Devon smallholders awarded £10,000 compensation over bitter fence row

Devon smallholders to receive £10,000 compensation over bitter fence row after neighbours complained that ‘car lights from their home office car park would shine directly into their bedroom’

  • Plans to convert a rural barn into office space led to a bitter neighbours’ dispute
  • Council planners rejected Andrew Fields’ plan at Bradford Farm, Tiverton, Devon
  • But it succeeded in getting permission on appeal from the Planning Inspectorate
  • Neighbours Michael and Sandra Blakemore put up a small fence blocking access
  • But the county court has ordered them to remove the fence and pay £10,000

A neighbours’ dispute over a small fence measuring only a few feet wide has been settled after the county court ordered it to be pulled down. 

Michael and Sandra Blakemore of Bradford Barn near Tiverton, Devon, erected the fence next to the property of neighbours Andrew and Anja Fields, of Bradford Farm, blocking off part of their access road. 

It followed a planning battle over Mr Fields’ application to transform an area of his smallholding into office space with associated parking – which Mr Blakemore claimed would cause car lights to shine directly into his bedroom window. 

The proposal was initially rejected by Mid Devon County Council (MDDC) in 2018 but gained approval on appeal to the Planning Inspectorate two years later. 

Following this, Mr Blakemore erected the fence in 2020, which restricts the right of way on to the site. 

A court has now concluded that Mr Blackmore had ‘no real prospect’ of successfully defending either the nuisance or breach of covenant claim and he was ordered to pay Mr Fields £10,000 as well as to remove the fence. 

Andy and Anja beside the fence erected by neighbours, which the county court has ordered to be removed


Before and after: The access road in 2016 (left) and in 2021 (right) with part of the right of way blocked by the fence

Speaking in 2018, Mr Blackmore said that car lights on parking space next to the proposed office would beam into his bedroom. 

He told MDDC’s planning committee that the size of the property was ‘too large’ and questioned how the ‘existing amenity and privacy can be protected’.

He also complained that the beekeeping group would use a ‘shipping container’ on the site which had been used to store chemicals.

However, the row escalated when Mr Blackmore erected a fence in 2020, which Mr Field’s agent said was ‘placed deliberately and maliciously to block a well established access on my client’s property, intended solely to create a dangerous hazard at the entrance to Bradford Farm’. 

Mr Fields described his neighbour’s complaints in previous MDDC meetings.

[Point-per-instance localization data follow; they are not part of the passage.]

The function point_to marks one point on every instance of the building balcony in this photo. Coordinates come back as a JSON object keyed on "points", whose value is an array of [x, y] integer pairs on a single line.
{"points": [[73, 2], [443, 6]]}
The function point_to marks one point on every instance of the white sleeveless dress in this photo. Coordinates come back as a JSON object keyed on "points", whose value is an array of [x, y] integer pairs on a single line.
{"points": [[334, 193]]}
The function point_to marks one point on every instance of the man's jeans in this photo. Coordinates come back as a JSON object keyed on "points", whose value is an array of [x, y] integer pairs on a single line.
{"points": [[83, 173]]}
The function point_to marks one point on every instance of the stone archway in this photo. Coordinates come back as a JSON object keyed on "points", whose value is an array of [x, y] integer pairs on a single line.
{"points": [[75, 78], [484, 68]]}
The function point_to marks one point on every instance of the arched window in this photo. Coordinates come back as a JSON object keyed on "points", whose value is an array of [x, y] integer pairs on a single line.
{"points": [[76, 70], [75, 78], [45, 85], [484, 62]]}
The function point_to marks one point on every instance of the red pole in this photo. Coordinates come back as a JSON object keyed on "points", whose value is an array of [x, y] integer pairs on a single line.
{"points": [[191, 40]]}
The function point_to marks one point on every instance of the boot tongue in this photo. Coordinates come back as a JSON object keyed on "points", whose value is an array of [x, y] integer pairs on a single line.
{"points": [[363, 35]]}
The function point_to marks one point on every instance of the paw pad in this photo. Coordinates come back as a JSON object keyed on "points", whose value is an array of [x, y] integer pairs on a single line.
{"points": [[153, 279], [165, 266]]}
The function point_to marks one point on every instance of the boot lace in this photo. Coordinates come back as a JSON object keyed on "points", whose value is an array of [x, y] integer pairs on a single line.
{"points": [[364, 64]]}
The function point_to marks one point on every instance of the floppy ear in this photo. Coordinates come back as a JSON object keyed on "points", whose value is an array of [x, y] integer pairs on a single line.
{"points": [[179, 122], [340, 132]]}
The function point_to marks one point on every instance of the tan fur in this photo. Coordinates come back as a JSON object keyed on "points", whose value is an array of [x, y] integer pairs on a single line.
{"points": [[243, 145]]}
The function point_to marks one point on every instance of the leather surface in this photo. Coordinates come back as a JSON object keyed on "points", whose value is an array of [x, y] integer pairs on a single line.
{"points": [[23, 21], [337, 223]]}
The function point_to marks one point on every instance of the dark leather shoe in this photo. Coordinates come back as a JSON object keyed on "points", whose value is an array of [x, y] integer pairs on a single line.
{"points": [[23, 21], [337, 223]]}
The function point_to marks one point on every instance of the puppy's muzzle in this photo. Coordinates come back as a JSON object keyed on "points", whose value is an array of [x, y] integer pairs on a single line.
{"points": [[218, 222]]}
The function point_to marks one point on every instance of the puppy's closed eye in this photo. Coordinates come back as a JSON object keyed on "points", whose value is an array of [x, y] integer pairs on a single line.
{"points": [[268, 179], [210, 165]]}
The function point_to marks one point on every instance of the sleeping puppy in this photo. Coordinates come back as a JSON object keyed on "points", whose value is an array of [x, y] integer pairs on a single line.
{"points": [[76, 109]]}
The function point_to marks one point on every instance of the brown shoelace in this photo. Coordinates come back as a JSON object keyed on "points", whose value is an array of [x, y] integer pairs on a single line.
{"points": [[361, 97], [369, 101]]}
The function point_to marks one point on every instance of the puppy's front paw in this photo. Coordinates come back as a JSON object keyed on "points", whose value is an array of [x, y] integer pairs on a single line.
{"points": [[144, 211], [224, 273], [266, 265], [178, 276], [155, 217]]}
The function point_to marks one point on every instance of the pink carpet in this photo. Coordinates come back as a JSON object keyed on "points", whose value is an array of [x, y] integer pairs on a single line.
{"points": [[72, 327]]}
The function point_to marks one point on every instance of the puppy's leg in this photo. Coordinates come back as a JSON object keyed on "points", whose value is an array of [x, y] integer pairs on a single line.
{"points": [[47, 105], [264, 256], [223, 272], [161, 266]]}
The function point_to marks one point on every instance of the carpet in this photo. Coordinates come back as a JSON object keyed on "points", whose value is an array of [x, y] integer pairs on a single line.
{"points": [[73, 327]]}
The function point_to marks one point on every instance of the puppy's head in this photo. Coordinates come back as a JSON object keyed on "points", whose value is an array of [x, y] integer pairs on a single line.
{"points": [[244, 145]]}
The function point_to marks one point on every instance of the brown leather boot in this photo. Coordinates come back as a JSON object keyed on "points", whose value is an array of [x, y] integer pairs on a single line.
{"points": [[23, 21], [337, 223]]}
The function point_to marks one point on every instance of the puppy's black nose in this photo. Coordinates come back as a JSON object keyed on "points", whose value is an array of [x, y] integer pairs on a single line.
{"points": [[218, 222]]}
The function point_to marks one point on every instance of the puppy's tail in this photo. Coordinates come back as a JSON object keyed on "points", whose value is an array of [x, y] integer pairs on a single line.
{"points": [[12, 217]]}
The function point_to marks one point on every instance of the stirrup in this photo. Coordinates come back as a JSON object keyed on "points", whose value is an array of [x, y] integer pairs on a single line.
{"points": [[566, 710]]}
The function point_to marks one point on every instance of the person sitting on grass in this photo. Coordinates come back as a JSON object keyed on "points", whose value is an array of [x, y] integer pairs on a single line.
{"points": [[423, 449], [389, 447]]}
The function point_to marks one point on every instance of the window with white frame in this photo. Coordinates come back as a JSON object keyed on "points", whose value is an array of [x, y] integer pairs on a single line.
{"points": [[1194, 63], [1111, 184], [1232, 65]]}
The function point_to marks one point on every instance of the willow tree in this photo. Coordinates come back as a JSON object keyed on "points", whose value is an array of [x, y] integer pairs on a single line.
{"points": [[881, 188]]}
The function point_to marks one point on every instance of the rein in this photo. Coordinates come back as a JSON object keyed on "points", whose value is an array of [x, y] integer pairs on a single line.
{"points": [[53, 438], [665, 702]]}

He said: ‘Mr Blackmore has complained that I host the Mid Devon Bees beekeeping club and requested that the beehives were removed; they weren’t.

‘He complained that last year I dug a lake that was given a government grant and approved by the Environment Agency and the Devon Wildlife Trust.’ 

Talking about the fence, he said that his neighbours had signed an agreement not to create a nuisance or erect a fence on the farm’s boundary.

After the barrier appeared in 2020, Mr Fields complained and took the matter to court, which found the fence was illegal.

Mr Fields added: ‘All Anja and I are doing is simply getting on with our lives, turning our smallholding into a nature reserve.’

Andrew and Anja Fields won their case in the county court last month, regarding an obstruction of a right of way on the road between Tiverton and Uplowman


A map shows Bradford Farm and neighbouring Bradford Barn, along with a site map for the proposed office conversion and parking

After the court order to remove the fence last month, Mr Fields says he wanted to ‘set the record straight’.

He said: ‘In 2020 all planning permissions were immediately granted at government level.

‘It was concluded in the hearing that this should have been the conclusion in the first instance from MDDC, however it cost me £25,000 in unnecessary costs and hours of wasted council time to get to this conclusion.’